In our age of smart homes and the Internet of Things, it’s sometimes difficult to fathom that many millions of people in the developing world – from poor South American countries to remote villages in India and water scarce regions of Africa – still lack reliable access to many of the basic services we take for granted. Where cost is the single biggest factor, many ‘first world’ solutions used for providing these services are simply not feasible. Here we take a look at a few innovative, low cost products and technologies that might be able to help.
Access to clean drinking water is considered a basic human right, but in poor countries where water is scarce and the money to install extensive piping and infrastructure isn’t there, some outside the box thinking is required.
One such solution suitable for small isolated communities are fog catchers. Essentially consisting of large mesh nets, they do pretty much what it says on the tin – capture condensation from fog which would otherwise burn off in the heat of the day. First developed in South America, the largest of these projects is found on the slopes of Mount Boutmezguida in Morocco in North Africa. At this site, 6,300 liters of free, clean, instant water can be captured in this manner every day. Other similar projects exist in Chile, Ghana, Eritrea, and South Africa. The non-profit responsible – Dar Si Hmad – was awarded the UN’s 2016 Momentum for Change award.

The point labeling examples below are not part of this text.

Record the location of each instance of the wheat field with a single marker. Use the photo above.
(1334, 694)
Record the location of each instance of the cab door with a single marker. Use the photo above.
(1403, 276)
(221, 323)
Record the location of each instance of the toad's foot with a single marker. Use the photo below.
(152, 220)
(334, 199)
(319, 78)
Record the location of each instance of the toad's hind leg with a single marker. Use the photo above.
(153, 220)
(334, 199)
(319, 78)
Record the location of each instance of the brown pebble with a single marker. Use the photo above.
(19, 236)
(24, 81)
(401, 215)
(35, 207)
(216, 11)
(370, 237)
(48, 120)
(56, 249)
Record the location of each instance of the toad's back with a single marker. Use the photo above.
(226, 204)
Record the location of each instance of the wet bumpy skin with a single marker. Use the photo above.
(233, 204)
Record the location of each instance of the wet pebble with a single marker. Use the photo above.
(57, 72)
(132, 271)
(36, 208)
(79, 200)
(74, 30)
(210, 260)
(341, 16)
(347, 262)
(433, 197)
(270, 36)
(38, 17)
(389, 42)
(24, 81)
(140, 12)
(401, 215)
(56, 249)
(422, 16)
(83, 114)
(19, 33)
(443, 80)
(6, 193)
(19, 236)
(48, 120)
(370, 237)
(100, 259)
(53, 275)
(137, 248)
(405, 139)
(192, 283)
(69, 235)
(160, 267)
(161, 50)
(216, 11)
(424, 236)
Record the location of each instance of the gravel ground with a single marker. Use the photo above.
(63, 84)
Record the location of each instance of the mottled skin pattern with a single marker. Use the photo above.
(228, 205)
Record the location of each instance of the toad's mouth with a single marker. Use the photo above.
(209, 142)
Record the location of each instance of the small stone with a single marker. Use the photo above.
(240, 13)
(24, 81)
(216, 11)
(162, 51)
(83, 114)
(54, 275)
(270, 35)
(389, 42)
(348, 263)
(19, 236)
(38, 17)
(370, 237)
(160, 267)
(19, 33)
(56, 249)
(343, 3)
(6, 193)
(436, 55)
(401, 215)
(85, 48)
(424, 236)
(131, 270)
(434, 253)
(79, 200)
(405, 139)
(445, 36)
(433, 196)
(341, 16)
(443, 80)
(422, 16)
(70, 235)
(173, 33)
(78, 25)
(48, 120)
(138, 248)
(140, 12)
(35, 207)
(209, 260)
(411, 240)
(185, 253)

In parts of the developing world where there is access to water, but that water may be unsafe to drink such as from dams and rivers, the innovative “drinkable book” from Water is Life provides another low-cost solution. In addition to each page being filters that can be used to provide an individual with clean drinking water for four years, it also contains vital information on good sanitation practices, making it both a water purification system and educational tool.
Other innovative products include the Waterwheel, and easier method than carrying heavy buckets for those collecting water from afar, a zero-maintenance, low-cost water filtration bucket from ProCleanse, and a bicycle water purifier the CycloClean – that uses the energy created by pedaling to filter water.
Basic Road Infrastructure
Reliable roads are vital in empowering economic development in rural and developing areas, yet the cost of shipping in expensive asphalt or concrete is frequently prohibitive. One possible solution is unpaved road geocell stabilization, consisting of a three-dimensional honeycomb-like grid of cells which can provide the stabilization required even when high quality aggregates are unavailable. Thanks to the high dimensional stability of the geocell layer, not only is less infill material required, it also means that whatever aggregates are locally available can be utilized for the construction of reliable roads – such as sand or recycled asphalt. They are also suitable for areas where the terrain and weather would make standard road construction difficult and are also a greener solution – as freighting in aggregates from afar becomes unnecessary. In addition, they are easy to install, meaning local labor can be used to construct the road.
The revolutionary tech behind 3D printing has several implications for the developing world. In Chile, Ghana, and Indonesia, many people have become the lucky recipients of 3D printed prosthetic hands thanks to the innovative e-NABLING the Future project. The project connects a global network of volunteers, who share 3-D printing designs and video tutorials, with doctors in the field – literally “giving a helping hand”.
Doctors without Borders are also investing the possibility of using virtual reality and 3D printing technologies to better design their field hospitals. And in Haiti, organization Field Ready is using 3D printing to produce small yet critical medical devices such as umbilical clamps and splitters for oxygen tanks.
We do however need to be wary of ‘over-innovating’ solutions for the developing world. In Ghana, patients at many hospitals would wait for hours before receiving treatment simply to have their medical records retrieved, if they could be retrieved at all, from among vast stacks of towering paper files. The obvious solution, from a developed nation’s perspective, would be the implementation of a paperless system. Yet because the system wasn’t correctly designed for the typical Ghanaian hospital and there was no local ‘tech support’ to call on, patients instead waited for hours because the system was down.
The final solution turned out to be a combination of the two – a well-ordered paper system with a simple barcoded retrieval method. There is an important lesson to be learned here – while innovative solutions for the developing world are critical, they also need to be simple and tailored enough for those on the ground to get the full benefit from them.